To bring in the News Year’s vibe and my personal goal to put myself into the blogosphere more in 2010, and hopefully inspire you to get your voice heard in all forms, I thought I would throw out some observations I have had about public speaking, and specifically the dreaded literary reading – when a writer gets up in front of an audience and reads their original work.
Photo by Gina Found
One thing is clear, most people are terrified of those 15 minutes in front of a live audience – and it shows. Seeing someone rush, stammer, and fidget through unrehearsed material, never looking up from the page to interact with the listeners, can drag down even the best of writing. Sound painful? It can be, but it doesn’t have to be. Actually it can be kind of fun. Here is what has helped take my fear out of any public reading. I hope it does the same for you.

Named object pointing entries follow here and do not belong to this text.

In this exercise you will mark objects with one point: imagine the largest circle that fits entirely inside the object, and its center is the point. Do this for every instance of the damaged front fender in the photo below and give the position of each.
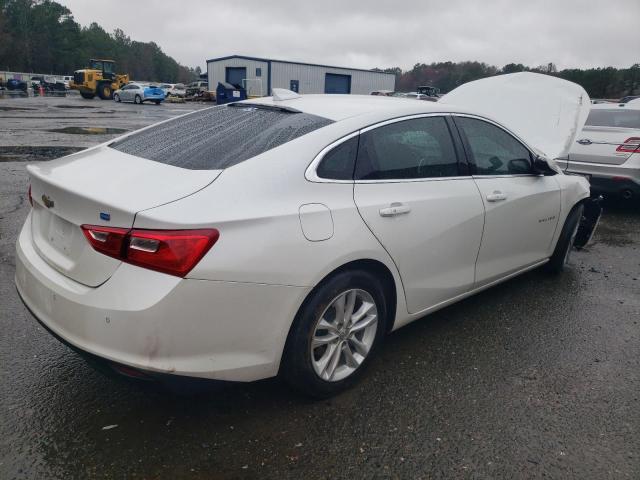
(589, 222)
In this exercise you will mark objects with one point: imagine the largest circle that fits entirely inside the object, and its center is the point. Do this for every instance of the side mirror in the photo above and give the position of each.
(541, 166)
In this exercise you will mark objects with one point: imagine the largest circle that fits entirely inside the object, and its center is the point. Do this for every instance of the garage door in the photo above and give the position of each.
(334, 83)
(235, 75)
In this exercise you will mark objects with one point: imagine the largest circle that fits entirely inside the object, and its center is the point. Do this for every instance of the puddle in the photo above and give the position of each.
(32, 154)
(88, 130)
(74, 106)
(9, 109)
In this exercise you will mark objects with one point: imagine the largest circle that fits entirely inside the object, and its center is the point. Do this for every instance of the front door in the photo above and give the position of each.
(409, 191)
(522, 208)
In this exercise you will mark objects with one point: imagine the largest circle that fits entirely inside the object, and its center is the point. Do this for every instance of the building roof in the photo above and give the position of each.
(338, 107)
(268, 60)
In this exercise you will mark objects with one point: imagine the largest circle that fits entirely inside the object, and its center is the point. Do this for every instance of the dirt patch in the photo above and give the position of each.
(34, 154)
(88, 130)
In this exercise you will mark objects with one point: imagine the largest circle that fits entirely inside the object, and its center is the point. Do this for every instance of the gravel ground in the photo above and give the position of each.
(537, 377)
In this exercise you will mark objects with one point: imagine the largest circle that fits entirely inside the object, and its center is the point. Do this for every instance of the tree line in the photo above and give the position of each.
(42, 36)
(607, 82)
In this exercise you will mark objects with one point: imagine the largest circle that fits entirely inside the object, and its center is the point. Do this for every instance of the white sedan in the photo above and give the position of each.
(288, 235)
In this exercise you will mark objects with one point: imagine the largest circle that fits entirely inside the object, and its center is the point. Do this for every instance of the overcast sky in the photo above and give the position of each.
(372, 33)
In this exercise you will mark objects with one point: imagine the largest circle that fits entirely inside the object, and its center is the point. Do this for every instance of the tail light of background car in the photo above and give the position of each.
(174, 252)
(630, 145)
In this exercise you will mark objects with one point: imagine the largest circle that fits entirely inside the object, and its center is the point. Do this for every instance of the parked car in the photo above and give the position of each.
(420, 96)
(174, 89)
(139, 93)
(629, 98)
(383, 93)
(14, 84)
(294, 249)
(608, 150)
(197, 88)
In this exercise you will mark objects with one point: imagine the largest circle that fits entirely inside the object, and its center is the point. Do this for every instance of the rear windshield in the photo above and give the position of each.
(614, 118)
(219, 137)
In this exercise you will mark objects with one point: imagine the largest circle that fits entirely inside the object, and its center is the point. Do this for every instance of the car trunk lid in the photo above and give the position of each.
(605, 145)
(100, 186)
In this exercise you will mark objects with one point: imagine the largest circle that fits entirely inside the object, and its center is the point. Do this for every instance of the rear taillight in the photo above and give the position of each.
(107, 240)
(174, 252)
(630, 145)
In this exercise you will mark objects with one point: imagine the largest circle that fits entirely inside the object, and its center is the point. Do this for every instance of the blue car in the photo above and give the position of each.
(139, 93)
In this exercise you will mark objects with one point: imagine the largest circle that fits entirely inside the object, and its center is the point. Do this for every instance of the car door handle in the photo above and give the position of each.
(496, 196)
(396, 208)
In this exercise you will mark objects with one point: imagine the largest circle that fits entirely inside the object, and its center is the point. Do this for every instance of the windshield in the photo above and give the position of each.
(219, 137)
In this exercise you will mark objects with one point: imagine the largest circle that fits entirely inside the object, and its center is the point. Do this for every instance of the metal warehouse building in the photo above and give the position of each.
(260, 75)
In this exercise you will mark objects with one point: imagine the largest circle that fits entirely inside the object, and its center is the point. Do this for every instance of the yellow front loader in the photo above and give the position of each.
(99, 79)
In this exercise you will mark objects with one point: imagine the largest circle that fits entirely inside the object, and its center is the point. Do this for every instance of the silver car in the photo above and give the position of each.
(608, 150)
(139, 93)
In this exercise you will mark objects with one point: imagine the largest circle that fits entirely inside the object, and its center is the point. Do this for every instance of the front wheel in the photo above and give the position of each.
(562, 252)
(335, 334)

1. Breath. When your name is called and you walk to the front of the room, under dim lighting with a spotlight in your face, make sure you are breathing. While this seems obvious, I have walked up to a podium and not checked in with myself, and forced out a shallow squeak of a voice. Once I know that I am nervous, it is all down hill, at least until I start breathing.
2. Know that 15 minutes passes quickly: No matter how terrible you are, no matter if you crap in your pants and stutter out nine words before blacking out (what I expect will happen to me), time marches on. You will not be awful forever. There is a definite time limit. So you might as well try to kick ass. Even better is that most of us have been trained to applaud at the end. So while you are lying there on the floor, laying there in your own filth, expect to hear the audience clapping encouragement anyway. They will think it is performance art.
3. Use 16-point font: It is easy to get into the habit of a 12-point font because that is what we as writers probably write in. However, when you are nervous, those letters get even smaller when trying to read. It is much easier to get lost with all those lines if you lift your eyes away from the page. To fix this I print out my readings in 16-point font. I also use “landscape” (versus portrait) and double space everything. I have found it is easier to keep track of where I am with fewer words and lines to follow. This means that I feel more comfortable looking away from the page to engage the folks I am speaking. Yes, this does mean more page turning, but this has never been an issue, especially when following the next suggestion.
Photo by Gina Found
4. Read slowly: I have seen a lot of writers attempt to power through nerves by powering through their words, keeping their eyes on the page and reading as quickly as possible. This is usually when my eyelids start getting really heavy if I am in the audience. Reading fast might be a benefit for a brief action sequence but never makes sense when reading an emotional section, one that requires some rise and fall, and space for audience reaction. It also eliminates mistakes of the tongue from speaking to quickly. I read slowly enough to articulate my words and give my audience enough room to catch as much as possible.
5. Know what you are reading: I try to practice my reading 50 times (always aloud and a couple of times in front of a mirror) before doing it for real. I think I heard this advice originally from Tananarive Due (who is a killer reader by the way). Lots of practice allows me to really know my material and memorize chunks that can be delivered to my audience comfortably and consciously and gives me the most opportunities to talk with my audience versus talking at them.
Of course, there are a few other ideas I use when preparing for a literary reading, but most of them are just compulsive fine-tuning, which still may make its way on TWL one day. For now these five suggestions get me to my overall goal, which is to connect with the audience and create moments to take chances: do voices, break the fourth wall, talk directly to the audience about what a knucklehead I am or ask them where is the best place to get chili fries before returning to my reading. I hope these suggestions work for you as well – and best of luck at your next reading.
I was thinking about adding an audio file of a recent reading. Let me know if you’re into it.